The Holy Grail of pop memorabilia - will it ever be found?
In John Lennon’s teenage years his mother, Julia, taught him to play her banjo but it went missing and nobody knows what happened to it. Writers, Rob Fennah and Helen A Jones have just published an intriguing novel based on the mystery of 'Julia's Banjo' the Holy Grail of pop memorabilia; now worth millions to whoever finds it…
It is always difficult finding something new to say about the Fab Four; after all, hasn’t everything already been written? Well, no, not quite. It is common knowledge the first instrument John Lennon ever learned to play was his mother’s banjo. John gave many a heart-warming account of how his mum, Julia, spent hours teaching him to play Buddy Holly’s classic, That’ll Be The Day, “sitting there with endless patience until I had worked out all the chords.” It was Julia who turned John onto rock ’n’ roll and actively encouraged him to pursue his musical ambitions; much to the disapproval of his Aunt Mimi with whom he lived.
Julia Baird, John’s sister, who witnessed their mother teaching him said: “I can see John so clearly, concentrating intently on the mother of pearl backed banjo that belonged to his grandfather, who had brought it back from a sea trip and then left it to our mother.” It is fair to say, therefore, that without Julia’s banjo there wouldn’t have been a Beatles and, without them, everything we know today would be different.
So where is the Holy Grail of pop memorabilia? Well that’s what this is all about; shortly after Julia Lennon died in 1958 the banjo went missing and no one has set eyes on it since. Remarkably, neither John’s family, nor any of the numerous Beatles experts, have been able to shed light on its whereabouts or what may have become of it. John never revealed what happened to the priceless relic and it remains the greatest mystery in pop music. However, one thing is certain; if it did resurface, the lucky finder would no longer have to worry about working for a living. In 2000, a Lennon piano went under the hammer at Sotheby’s for 1.5 million pounds which gives some indication as to what the banjo might be worth. Some argue it would fetch millions more, not just because it was the first instrument the greatest rock ’n’ roll legend learned to play; it was the catalyst that changed the world!

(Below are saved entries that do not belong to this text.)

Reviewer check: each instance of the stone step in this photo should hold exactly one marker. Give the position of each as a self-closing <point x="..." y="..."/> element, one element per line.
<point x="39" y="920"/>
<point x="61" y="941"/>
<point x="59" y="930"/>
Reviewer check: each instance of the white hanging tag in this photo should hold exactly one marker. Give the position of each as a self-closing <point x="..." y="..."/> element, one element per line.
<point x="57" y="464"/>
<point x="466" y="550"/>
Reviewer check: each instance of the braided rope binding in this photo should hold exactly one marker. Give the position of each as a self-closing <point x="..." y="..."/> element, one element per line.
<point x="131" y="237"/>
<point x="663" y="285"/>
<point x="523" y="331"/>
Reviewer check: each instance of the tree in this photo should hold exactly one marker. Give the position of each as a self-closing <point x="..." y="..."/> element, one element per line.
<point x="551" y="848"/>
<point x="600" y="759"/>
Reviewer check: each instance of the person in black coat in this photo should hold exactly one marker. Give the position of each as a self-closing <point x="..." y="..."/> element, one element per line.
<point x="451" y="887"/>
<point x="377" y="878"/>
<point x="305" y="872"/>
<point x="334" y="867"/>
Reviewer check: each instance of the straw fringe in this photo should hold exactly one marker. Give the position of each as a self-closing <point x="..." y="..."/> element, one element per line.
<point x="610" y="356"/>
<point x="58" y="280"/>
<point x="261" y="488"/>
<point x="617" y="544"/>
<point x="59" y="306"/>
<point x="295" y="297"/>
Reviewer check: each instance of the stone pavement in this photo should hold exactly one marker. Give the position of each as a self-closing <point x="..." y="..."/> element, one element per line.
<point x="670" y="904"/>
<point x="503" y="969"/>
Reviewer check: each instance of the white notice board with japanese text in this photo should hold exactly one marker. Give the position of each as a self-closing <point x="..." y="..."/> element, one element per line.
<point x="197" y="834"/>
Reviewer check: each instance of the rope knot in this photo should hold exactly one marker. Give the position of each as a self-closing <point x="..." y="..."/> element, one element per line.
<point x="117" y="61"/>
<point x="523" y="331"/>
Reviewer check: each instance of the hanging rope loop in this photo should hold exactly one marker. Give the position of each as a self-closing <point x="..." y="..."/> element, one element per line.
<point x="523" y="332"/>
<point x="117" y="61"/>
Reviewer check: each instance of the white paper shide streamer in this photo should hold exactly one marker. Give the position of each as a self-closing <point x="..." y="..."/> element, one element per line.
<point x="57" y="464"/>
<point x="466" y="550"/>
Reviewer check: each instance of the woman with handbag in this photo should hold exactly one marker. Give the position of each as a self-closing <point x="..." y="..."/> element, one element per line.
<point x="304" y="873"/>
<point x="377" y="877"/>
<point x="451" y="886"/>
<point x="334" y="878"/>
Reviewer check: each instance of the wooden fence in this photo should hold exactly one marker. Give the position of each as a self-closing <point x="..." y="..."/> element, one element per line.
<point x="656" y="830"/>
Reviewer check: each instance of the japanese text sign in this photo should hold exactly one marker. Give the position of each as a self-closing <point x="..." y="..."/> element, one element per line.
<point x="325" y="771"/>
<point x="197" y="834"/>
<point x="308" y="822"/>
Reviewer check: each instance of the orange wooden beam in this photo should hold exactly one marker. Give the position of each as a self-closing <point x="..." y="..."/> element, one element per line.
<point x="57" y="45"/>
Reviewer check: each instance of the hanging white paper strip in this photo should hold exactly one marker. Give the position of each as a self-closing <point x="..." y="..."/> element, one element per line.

But before we all start searching our attics and cellars, we must first overcome a major problem. Other than being banjo-shaped, what does the illusive instrument actually look like; does it have any distinguishing marks or features; something to confirm its provenance? There are no photographs of John playing the banjo so how could it be authenticated? Julia Baird’s description does provide us with a couple of important clues; the banjo originated from overseas, circa 1930s, and it had a mother of pearl back. Research suggests this decorative feature only appeared on expensive banjos and helps rule out the notion that it might have been scrapped (beautiful old instruments are seldom destroyed and are kept for their aesthetic and ornamental value). More importantly, a mother of pearl inlay is rare and drastically reduces the list of possibilities by eliminating those banjos that don’t possess it. That said, it would still leave numerous contenders to choose from and that is where the search for the Holy Grail of pop memorabilia would inevitably grind to a halt. Or would it?
Alright, so John Lennon’s signature might not be emblazoned across it but with today’s forensic technology it would certainly be possible to confirm provenance if John or Julia had left behind, say, a fingerprint or perhaps a strand of hair. Although this idea may seem a little far-fetched, it is not as outlandish as it sounds. Lennon’s Gallotone Champion acoustic guitar was authenticated, prior to its sale at Sotheby’s in 1999, by a drop of his blood! Original Quarrymen member, Rod Davis, recounts: “John took the skin off the edge of his index finger while playing at St Peter’s Parish Fete in Woolton (1957). I remember seeing the bloodstain inside Lennon’s guitar while I was changing one of the strings. When Sotheby’s contacted me about authentication I told them about it and, although faint, the bloodstain was still there.”
The mystery surrounding Lennon’s missing banjo is still relatively unknown but as the news filters out no doubt hundreds will crawl out of the woodwork claiming to possess it. Could it still out there having been stashed away for safe keeping and then forgotten about? Of course it could; that’s what happens with memorabilia; hey, we’ve all watched the Antiques Roadshow!
So as we celebrate The Beatles 50th birthday, let us all raise a glass to Julia and the banjo that made it all possible. Without them, the world would have been a much quieter place.